From f837ced4c448e918efa7bfc49becfa09a50f5147 Mon Sep 17 00:00:00 2001
From: Jong Wook Kim <jongwook@nyu.edu>
Date: Tue, 14 Feb 2017 11:33:31 -0800
Subject: [PATCH] [SPARK-19501][YARN] Reduce the number of HDFS RPCs during
 YARN deployment

## What changes were proposed in this pull request?

As discussed in [JIRA](https://issues.apache.org/jira/browse/SPARK-19501), this patch addresses the problem where too many HDFS RPCs are made when there are many URIs specified in `spark.yarn.jars`, potentially adding hundreds of RTTs to YARN before the application launches. This becomes significant when submitting the application to a non-local YARN cluster (where the RTT may be in order of 100ms, for example). For each URI specified, the current implementation makes at least two HDFS RPCs, for:

- [Calling `getFileStatus()` before uploading each file to the distributed cache in `ClientDistributedCacheManager.addResource()`](https://github.com/apache/spark/blob/v2.1.0/yarn/src/main/scala/org/apache/spark/deploy/yarn/ClientDistributedCacheManager.scala#L71).
- [Resolving any symbolic links in each of the file URI](https://github.com/apache/spark/blob/v2.1.0/yarn/src/main/scala/org/apache/spark/deploy/yarn/Client.scala#L377-L379), which repeatedly makes HDFS RPCs until the all symlinks are resolved. (see [`FileContext.resolve(Path)`](https://github.com/apache/hadoop/blob/release-2.7.1/hadoop-common-project/hadoop-common/src/main/java/org/apache/hadoop/fs/FileContext.java#L2189-L2195), [`FSLinkResolver.resolve(FileContext, Path)`](https://github.com/apache/hadoop/blob/release-2.7.1/hadoop-common-project/hadoop-common/src/main/java/org/apache/hadoop/fs/FSLinkResolver.java#L79-L112), and [`AbstractFileSystem.resolvePath()`](https://github.com/apache/hadoop/blob/release-2.7.1/hadoop-common-project/hadoop-common/src/main/java/org/apache/hadoop/fs/AbstractFileSystem.java#L464-L468).)

The first `getFileStatus` RPC can be removed, using `statCache` populated with the file statuses retrieved with [the previous `globStatus` call](https://github.com/apache/spark/blob/v2.1.0/yarn/src/main/scala/org/apache/spark/deploy/yarn/Client.scala#L531).

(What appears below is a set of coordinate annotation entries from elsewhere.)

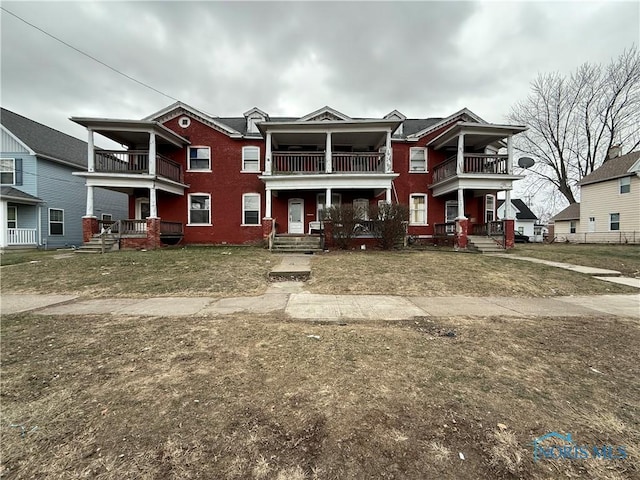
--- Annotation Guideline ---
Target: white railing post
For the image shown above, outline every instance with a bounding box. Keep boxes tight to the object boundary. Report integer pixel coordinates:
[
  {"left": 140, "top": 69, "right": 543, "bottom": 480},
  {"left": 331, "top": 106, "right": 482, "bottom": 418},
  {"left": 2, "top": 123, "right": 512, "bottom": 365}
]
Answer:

The second one can be largely reduced by caching the symlink resolution results in a mutable.HashMap. This patch adds a local variable in `yarn.Client.prepareLocalResources()` and passes it as an additional parameter to `yarn.Client.copyFileToRemote`.  [The symlink resolution code was added in 2013](https://github.com/apache/spark/commit/a35472e1dd2ea1b5a0b1fb6b382f5a98f5aeba5a#diff-b050df3f55b82065803d6e83453b9706R187) and has not changed since. I am assuming that this is still required, but otherwise we can remove using `symlinkCache` and symlink resolution altogether.

## How was this patch tested?

This patch is based off 8e8afb3, currently the latest YARN patch on master. All tests except a few in spark-hive passed with `./dev/run-tests` on my machine, using JDK 1.8.0_112 on macOS 10.12.3; also tested myself with this modified version of SPARK 2.2.0-SNAPSHOT which performed a normal deployment and execution on a YARN cluster without errors.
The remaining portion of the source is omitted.